You don’t understand what was so outrageous about this reporting. Clearly you have never been in the position of being taken advantage of or having one of your friends be taken advantage of. As someone who has many close friends who have been raped in similar circumstances, I can tell you that what was outrageous was that there was no mention of the trauma that this girl will likely have to overcome, the same trauma that my friends have had to go through. There was no mention of how it would forever affect her life, and how she had done nothing wrong. Instead it focused on what she did to them, which was simply to prosecute them for a crime they did commit. What is outrageous is that someone who now has to overcome something horrific is being treated like a villain. If this were a murder case, would that ever happen? No. The victim’s family would have been front and center. What’s outrageous is that the coverage of this case ignores the real harm done, the harm that was done to someone who is innocent and will likely have a great deal of trauma in her life after this.
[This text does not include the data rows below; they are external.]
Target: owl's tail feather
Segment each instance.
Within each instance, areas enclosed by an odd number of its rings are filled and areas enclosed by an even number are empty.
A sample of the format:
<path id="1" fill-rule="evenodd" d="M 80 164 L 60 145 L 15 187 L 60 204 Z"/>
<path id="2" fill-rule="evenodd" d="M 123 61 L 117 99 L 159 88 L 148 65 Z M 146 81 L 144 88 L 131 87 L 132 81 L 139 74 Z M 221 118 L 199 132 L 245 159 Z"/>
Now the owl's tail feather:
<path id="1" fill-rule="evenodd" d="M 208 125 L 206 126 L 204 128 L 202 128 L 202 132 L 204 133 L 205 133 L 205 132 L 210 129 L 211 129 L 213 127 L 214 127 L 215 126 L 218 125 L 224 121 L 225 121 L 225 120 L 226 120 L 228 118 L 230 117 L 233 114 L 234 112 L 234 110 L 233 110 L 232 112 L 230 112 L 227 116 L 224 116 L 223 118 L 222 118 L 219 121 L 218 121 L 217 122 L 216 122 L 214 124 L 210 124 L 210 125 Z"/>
But in your mind all that these outlets have done is express sympathy or empathy for people found guilty of a crime. You ask “Is it morally blameworthy for someone to feel empathy and/or express sympathy for people found guilty of a crime?” Of course not. Of course it is not morally blameworthy to feel empathy. But to express that empathy at the expense of a young girl, her emotions, and the expense of seeing rape as a real crime seems highly blameworthy. And to express sadness over the fact that they now have to face the consequences of their actions seems to make no sense. We can express sadness or remorse that they made the choice they made, but not over the verdict that was handed down because that verdict was more than justified.
Again, if these boys had murdered someone instead, we likely would not be seeing expressions of sadness over their lost futures because we would know that they had done something wrong and now were facing the consequences. We could express sadness at their choices, at the unfortunate fact that they had ruined their own futures, but the language that many commentators have used “Harlow explained that it had been “incredibly difficult” to watch “as these two young men — who had such promising futures, star football players, very good students — literally watched as they believed their life fell apart.”” takes the responsibility away from the boys. Watching your life fall apart is passive. You are not causing it to fall apart. The lives of these two boys did not fall apart: the boys themselves pulled their own lives apart. They aren’t watching things fall apart, they are watching the consequences of their freely taken actions. Language is important. You may not understand how a slight shift in language can change the perception of an event or an individual, but it does, and the way this trial has been described is as a tragedy for the boys and the town, but not the victim.
THAT’S the problem. There is harm being done to young women in similar situations by the coverage of this situation. It is confirming to young men everywhere that their futures shouldn’t be ruined if they rape someone. THAT is harmful and not ok.